Although the BRFSS is an excellent population-based data source, it is limited in regard to analyses related to AI/AN populations. BRFSS data may not be generalizable because BRFSS is a telephone interview survey and excludes individuals who do not have phones. Many AI/ANs residing in rural Northern Plain communities do not have landlines. In addition, BRFSS survey participants have a higher socioeconomic status and better health behaviors than nonparticipants; thus, BRFSS data are more likely to overestimate favorable health behaviors and screening use.

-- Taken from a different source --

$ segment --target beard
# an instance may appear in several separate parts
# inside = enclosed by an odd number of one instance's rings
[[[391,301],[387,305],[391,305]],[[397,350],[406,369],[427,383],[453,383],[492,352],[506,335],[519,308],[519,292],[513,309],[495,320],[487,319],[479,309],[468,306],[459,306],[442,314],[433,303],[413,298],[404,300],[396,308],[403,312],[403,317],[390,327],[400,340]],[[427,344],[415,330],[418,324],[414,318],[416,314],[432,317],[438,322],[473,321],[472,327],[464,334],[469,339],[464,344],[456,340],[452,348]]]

The IHS has reported much lower screening rates than the BRFSS. For example, according to 2007 IHS data, only 42% of the active user population in the four-state Northern Plains region used mammography in the past two years, which was much lower than our 69.7% estimate based on BRFSS data for Northern Plains AI/ANs during 2003-–2006.54 A true estimate of health behaviors and cancer screening use are probably somewhere between the results suggested from these two data sources. We also noted some methodological changes that have been made to the BRFSS over time to maintain the data quality.5557

The current limitations of the BRFSS also represent opportunities for improvement in monitoring the health status of AI/AN communities. Across the U.S., including the Northern Plains, different approaches are used to increase collection of AI/AN-specific data. Examples include a tribally administered BRFSS survey, targeted sampling of tribal communities focusing on BRFSS respondents in Contract Health Service Delivery Area counties, and oversampling of AI/ANs in the regular BRFSS survey conducted by the states.

CONCLUSIONS

This study provides important information about the historical trend and current status of cancer-related health behaviors and screening among Northern Plains AI/ANs. With the passage of the Patient Protection and Affordable Care Act in March 2010, new opportunities are presented to develop the infrastructure for more comprehensive preventive care to improve health status and begin to close gaps in health disparities. The magnitude and persistence of the problems among AI/ANs in the Northern Plains and other regions reported in this study and previous studies demonstrate the need for the immediate investment of more resources to change this devastating trend.

Acknowledgments

The authors acknowledge the following individuals and groups for their contributions: the Great Plains Tribal Chairmen's Health Board for its support of the Northern Plains Tribal Cancer Data Improvement Initiative (NPTCDI) activities; the NPTCDI Tribal Oversight Committee and Data Workgroup for guidance and input to improve the article; and staff and students at the University of Nebraska Medical Center College of Public Health for editing and formatting the article.

Footnotes

Funding was provided by U.S. Department of Health and Human Services (HHS) grant #AIAM_070004-02-01.

The findings and conclusions in this article are those of the authors and do not necessarily represent the views of HHS.